Nulla di strano, quindi, se nel 1977, quando il settimanale Amica decise di dare spazio alle avventure a fumetti di una donna moderna e cosmopolita, la scelta cadde su un personaggio che di mestiere era appunto avvocato: Lea Martelli.

Le storie migliori furono poi raccolte in un volume cartonato che ancora oggi si trova facilmente nel mercato dell’usato; la giovane legale tocca, anche in sede giudiziaria, temi più “femminili” (la morte di un neonato per malasanità; lo stupro; il tentativo, da parte di un marito, di far passare per matta la moglie chiudendola in manicomio) e quindi il libro, a rileggerlo oggi, è anche un interessante documento su un momento della storia italiana.

 



Certamente la timida e preoccupata Lea Martelli, qui mostrata mentre discute il primo vero caso della sua carriera in un mondo ancora dominato dai maschi, non ha nulla a che fare con la più famosa She-Hulk, gigantessa dalla pelle verde, personaggio della scuderia Marvel come il Daredevil già citato prima. Anche lei è stata protagonista di una serie televisiva che curiosamente, già nel titolo, evidenzia il mestiere dell’eroina: attorney at law, vale a dire avvocato. Qualcuno malignamente sostiene che in Italia la Disney / Marvel abbia intenzionalmente lasciato non tradotto il titolo per non impelagarsi nella questione lessicale (ma l’Accademia della Crusca ha sostenuto che si deve serenamente usare il termine “avvocata”).

 


In realtà in inglese il termine si rende in molti modi diversi: lawyer, attorney, counsel… Tra questi, soprattutto nel modo anglosassone, ce n’è uno altro utilizzato per il titolo di una serie dimenticata: Caroline Baker, Barrister at Law. La serie apparve in una manciata di storie, nel 1962, in strisce quotidiane sul giornale inglese Daily Express, disegnata da quel Jose Ortiz di cui ancora in questo periodo la Editoriale Cosmo ristampa vario materiale.

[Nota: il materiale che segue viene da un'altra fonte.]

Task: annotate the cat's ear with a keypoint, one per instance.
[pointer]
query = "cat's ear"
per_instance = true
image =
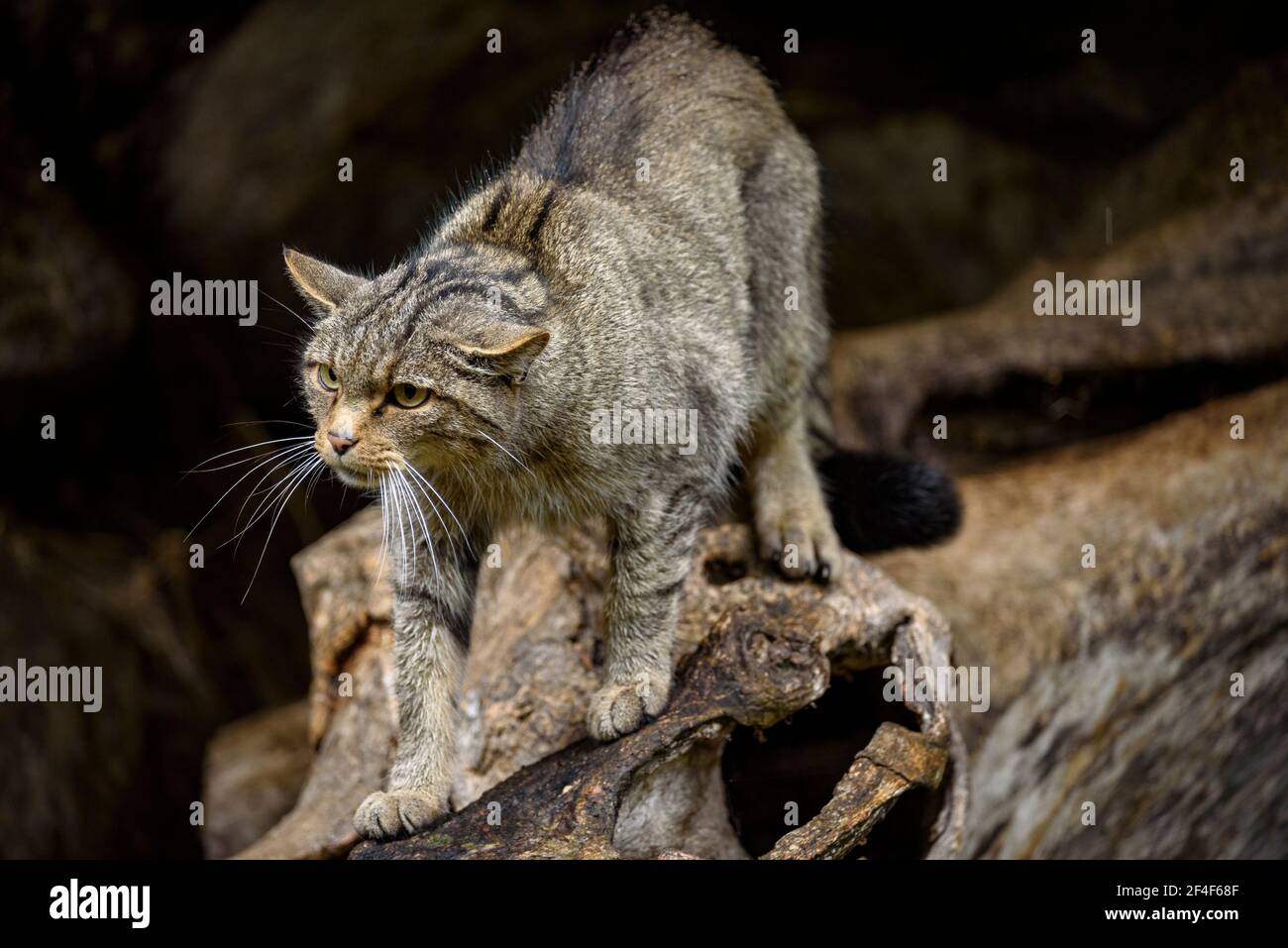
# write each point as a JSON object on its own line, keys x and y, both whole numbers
{"x": 510, "y": 350}
{"x": 320, "y": 281}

Che una donna avvocato già nel 1962 potesse essere protagonista di una serie a fumetti la dice lunga su come la Gran Bretagna fosse più avanti rispetto all’Italia, e a tanti altri paesi, sul piano della parità di genere; purtroppo è molto indietro rispetto ad altri sul piano della valorizzazione e conservazione dei suoi antichi fumetti, e quindi questa serie non è mai stata ristampata, è sconosciuta ai più, e ciò che si trova in rete è per lo più di cattiva qualità, come nel caso della striscia iniziale:

 


Incredibilmente, una delle cinque avventure che compongono la serie fu tradotta in italiano nel 1968, sul n. 5 della rivista Smack della Editoriale Corno, nota anche per aver presentato in Italia proprio i supereroi della Marvel già più volte citati.

 


E qui ci fermiamo. Avremmo potuto citare centinaia di altre apparizioni; versioni a fumetti con il manzoniano Azzeccagarbugli; il celebre avvocato Balboa ideato dal curatore di questa pagina, Sauro Pennacchioli (manco due righe hai messo – NdR); il famigerato Perry Mason, che tanto affascinò il pubblico americano grazie ai telefilm degli anni Cinquanta, e che ha avuto la sua versione a vignette; parlare un po’ di fumetto francese grazie alla serie L’ordine di Cicerone, tradotta anche da noi; o ricordare The tiger Lawyer, una strana serie a fumetti americana dove un legale con sembianze di tigre opera serenamente in tribunale in un mondo normalissimo di umani. C’è, insomma, materiale per qualche altra decina di puntate. Ma questa serie ambisce a presentare in ogni articolo un mestiere diverso. Quale sarà il prossimo?

 

 

© Francesco Lentano

 

 

Un pensiero su “MESTIERI NEL FUMETTO: L’ AVVOCATO”
  1. A me viene in mente Residus, l’avvocato difensore d’ufficio in “Asterix e gli allori di Cesare”, la cui arringa per scagionare Asterix ed Obelix dall’aver complottato contro la vita di Giulio Cesare, è basata tutta sull’iniziale “Delenda Carthago”, tant’è che quando anche la pubblica accusa la cita va in tilt e chiede una pausa per rielaborare la linea difensiva.